Wilhelm takes another step. Tips his face to his mother, astonished by what he can do, beams at her.

“Look at you!” She laughs, sets her laundry basket on a flat stone, and squats, her arms one safe circle where he can walk. Another step—


—and it’s then that her husband rides into the yard on a stiff-legged zebra. Its back is damp. So are Kalle’s shoulders and hat. And he’s already wrong because he sees her smiling and has no idea it’s at Wilhelm, not at him, because he smiles at her.

“Please,” he says.

His presence intrudes on her longing for him when longing itself has become familiar. She wants to fly at him with her fists raised.

“Lotte,” he whispers.

Wilhelm teeters on his baby legs, and she tightens her arms around him, feels the edges of shells he’s crammed inside his pockets again, makes herself think of those shells, sees herself emptying the pockets before the wash. How many times have you turned your children’s pockets and socks to get at the stones and shells and sand? Sand is the hardest because it will hide for several washings in seams and in corners. Long after the wave you still find sand in the socks of your children.

Kalle slides off the zebra, his legs as stiff as the zebra’s, as though he’s been riding it every day of the six months he’s been gone.

“I have—” He clears his throat. “I have an idea.”

She won’t speak. Won’t make this easier for him, though her body is straining for him as if they had no betrayal or death between them.
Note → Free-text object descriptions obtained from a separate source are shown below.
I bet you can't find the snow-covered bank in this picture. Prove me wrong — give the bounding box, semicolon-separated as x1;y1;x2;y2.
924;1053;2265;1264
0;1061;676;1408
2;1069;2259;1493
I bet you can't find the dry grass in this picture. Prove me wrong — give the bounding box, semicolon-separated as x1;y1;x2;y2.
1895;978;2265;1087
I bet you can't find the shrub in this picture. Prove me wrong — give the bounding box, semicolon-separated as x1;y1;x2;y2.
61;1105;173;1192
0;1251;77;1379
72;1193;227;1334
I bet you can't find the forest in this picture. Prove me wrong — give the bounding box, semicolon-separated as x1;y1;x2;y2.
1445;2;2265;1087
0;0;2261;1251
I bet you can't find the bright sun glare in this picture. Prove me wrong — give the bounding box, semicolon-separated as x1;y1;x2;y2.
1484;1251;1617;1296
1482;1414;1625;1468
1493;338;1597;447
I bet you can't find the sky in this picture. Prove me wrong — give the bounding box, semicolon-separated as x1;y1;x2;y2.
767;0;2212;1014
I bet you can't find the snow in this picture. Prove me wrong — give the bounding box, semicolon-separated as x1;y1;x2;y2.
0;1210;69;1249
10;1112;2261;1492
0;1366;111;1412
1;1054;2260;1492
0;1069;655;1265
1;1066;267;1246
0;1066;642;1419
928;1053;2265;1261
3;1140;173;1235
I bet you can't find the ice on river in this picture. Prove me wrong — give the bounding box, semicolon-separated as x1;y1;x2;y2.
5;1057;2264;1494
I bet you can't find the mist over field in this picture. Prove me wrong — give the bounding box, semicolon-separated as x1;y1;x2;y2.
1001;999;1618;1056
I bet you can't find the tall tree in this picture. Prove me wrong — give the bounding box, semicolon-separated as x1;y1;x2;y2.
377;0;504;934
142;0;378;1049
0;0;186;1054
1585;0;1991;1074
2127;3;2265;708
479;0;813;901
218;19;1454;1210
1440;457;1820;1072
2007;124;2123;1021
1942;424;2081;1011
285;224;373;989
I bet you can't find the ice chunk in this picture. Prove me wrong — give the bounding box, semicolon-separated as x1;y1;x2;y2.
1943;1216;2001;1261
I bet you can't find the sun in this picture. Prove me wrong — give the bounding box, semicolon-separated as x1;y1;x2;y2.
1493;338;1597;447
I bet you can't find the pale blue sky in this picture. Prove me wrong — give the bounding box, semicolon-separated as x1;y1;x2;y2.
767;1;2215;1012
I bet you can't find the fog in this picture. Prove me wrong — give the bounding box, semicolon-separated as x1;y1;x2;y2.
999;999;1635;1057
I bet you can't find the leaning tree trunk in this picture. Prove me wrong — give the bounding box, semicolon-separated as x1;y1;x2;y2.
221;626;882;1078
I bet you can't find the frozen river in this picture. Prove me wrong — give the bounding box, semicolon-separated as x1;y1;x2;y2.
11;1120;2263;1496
“An idea for a trade,” Kalle says. Away from his family he has felt unmoored, floaty; has sketched his children the way he used to, the easy curve of Lotte around them before and after birth; but they no longer come together for him, are merely charcoal lines on paper that prove how much he has lost. So much easier to draw animals.

“The zebra can bring you income.” Kalle pats its mangy flank.
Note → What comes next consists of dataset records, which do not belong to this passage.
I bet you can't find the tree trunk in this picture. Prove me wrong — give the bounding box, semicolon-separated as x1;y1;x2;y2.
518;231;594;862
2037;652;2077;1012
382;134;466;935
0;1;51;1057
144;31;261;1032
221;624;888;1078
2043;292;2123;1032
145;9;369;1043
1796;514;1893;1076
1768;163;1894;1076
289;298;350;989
“I can raise colonies of moths in that fur and sell them.”

“That’s the Lotte I know.”

“You don’t know me.”

Wilhelm hides against Mutti’s leg, peers at the horse-with-stripes as it smiles, snorts, curls its lips, shows him long teeth. Wilhelm curls his own lips, shows his own teeth to horse-with-stripes.

“I want to help, Lotte, with the farm and—”

“There is no work for you.”

“You can rent the barn to the Ludwig Zirkus. I can bring a few sick animals, make them stronger here.” Three weeks ago he seized a moment of disagreement over killing this ancient zebra and offered to stable her on the farm his wife brought into the marriage. It gives him cause to stay without telling Lotte he wants to come home. And he doesn’t, or at least isn’t sure enough to let her know that he doesn’t know. “And maybe,” he adds, “next winter the entire Zirkus can winter over.”

“I’ve leased the farm to the sexton.”

“Old Niessen? Who drinks the piss of sheep?”

“The piss of goats.”

“Goats, then.”

“And he doesn’t drink it. He gets it through a syringe.”

“I don’t like another man doing my work.”

“Your work?” she asks, ablaze with anger.